L’incipit di I Simpson. Storia vera della famiglia più importante del mondo
1. La serie di Matt Groening
In cui crudeli insegnanti delle elementari distruggono i fumetti di Matt Groening… il punk rock fa incontrare i conigli di Life in Hell con i topi di Maus… Matt Groening diventa il Casanova del L.A. Reader… e Deborah Kaplan costruisce a Matt un mini impero di merchandising
L’idea de I Simpson non nacque bell’e fatta dalla mente di un uomo, quasi fosse una versione divertente di Atena. La sua nascita fu un processo e i genitori sono più di uno (così come i patrigni e le matrigne, i nonni, gli zii ripugnanti e i figli ingrati — mi riferisco a te, Family Guy, [I Griffin in Italia, n.d.r.], ma il suo progenitore più prossimo è la striscia di fumetti Life in Hell di Matt Groening, che alla fine degli anni ’80 veniva pubblicata all’interno di varie riviste alternative statunitensi portando il suo autore al successo e innalzandolo al rango di celebrità.
Ma prima de I Simpson, prima di Life in Hell, prima della fama, del denaro e dei conigli angosciati, c’era un ragazzino con una serie televisiva immaginaria, Matt Groening. Quest’ultimo registrò anche una sigla musicale:
Matt Groening, ideatore, I Simpson (Fresh Air di NPR, 2003): [canta] Se senti un applauso forte, sai che Groening è alle porte. Poi per terra vedi una striscia di colore e sai che non è un treno, una cometa o un aereo. Si tratta di Matt Groening, un vero figo… Matt Groening. Matt Groening. Matt Groening. Non un codardo, ma una superpotenza, Matt Groening, il più figo di tutti, il migliore.

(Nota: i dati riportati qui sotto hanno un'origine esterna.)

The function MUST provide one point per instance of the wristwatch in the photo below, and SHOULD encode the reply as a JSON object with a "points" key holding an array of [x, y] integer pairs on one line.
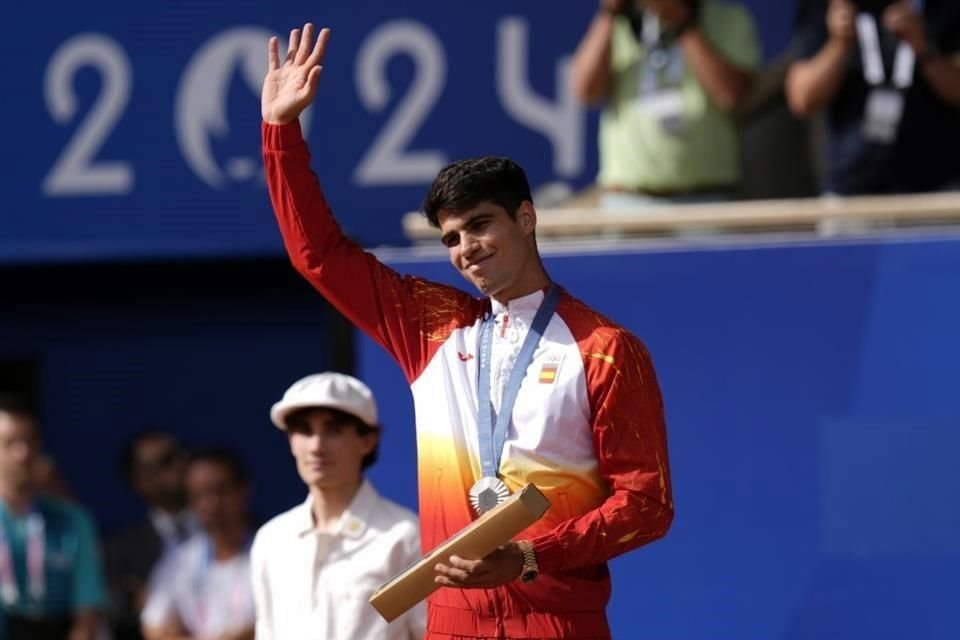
{"points": [[530, 569]]}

Groening non è cresciuto a Springfield. Sarebbe stato bello, dato che il capo famiglia de I Simpson ha chiamato i membri della famiglia animata con i nomi di quelli della sua vera famiglia (il padre Homer, la madre Marge e le sorelle Lisa e Maggie), ma non è così. È nato il 15 febbraio del 1954, è cresciuto a Portland, era il terzo di cinque fratelli e viveva in una casa talmente vicina allo zoo di Portland che da piccolo si addormentava con il ruggito dei leoni. (Thomas J. Meyer, «To Hell and Back», in Northwest Magazine, 25 marzo 1990.)
Matt Groening (a Playboy, luglio 1990): Vivevo tra il vecchio zoo di Portland e quello nuovo… io e i miei amici andavamo a giocare nella caverna abbandonata dell’orso grigio, nuotavamo nelle vasche ed entravamo di soppiatto nelle grotte della collina; era fantastico per un bambino.
L’infanzia di Groening sembra idilliaca, soprattutto per un bambino con ambizioni creative.
Matt Groening (a Playboy, luglio 1990): Mio padre è un vignettista, un regista e uno scrittore che ha vissuto di espedienti. Con il suo esempio ha dimostrato che nella vita si può fare tutto quello che si vuole, che non serve avere un pezzo di carta, che si può fare qualcosa di creativo.
Groening, che nello scantinato della famiglia scriveva storie, disegnava cartoni animati e giocava nei mondi della sua fantasia, andava bene a scuola, ma alla Ainsworth Elementary School si cacciava sempre nei guai perché aveva la testa altrove. Un classico esempio di annotazione che si trova nel diario che iniziò a tenere sin da piccolo è «Per domani devo scrivere “Devo ricordarmi di stare zitto in classe” 500 volte». Un’altra dice «I boy-scout non sono male se non hai molto da fare o ti piace far finta di essere nell’esercito e adori salutare la bandiera, ma se ci stai solo perché ti piace fare campeggio o ti hanno costretto i tuoi, non sono il massimo». (Thomas J. Meyer, «To Hell and Back», in Northwest Magazine, 25 marzo 1990.)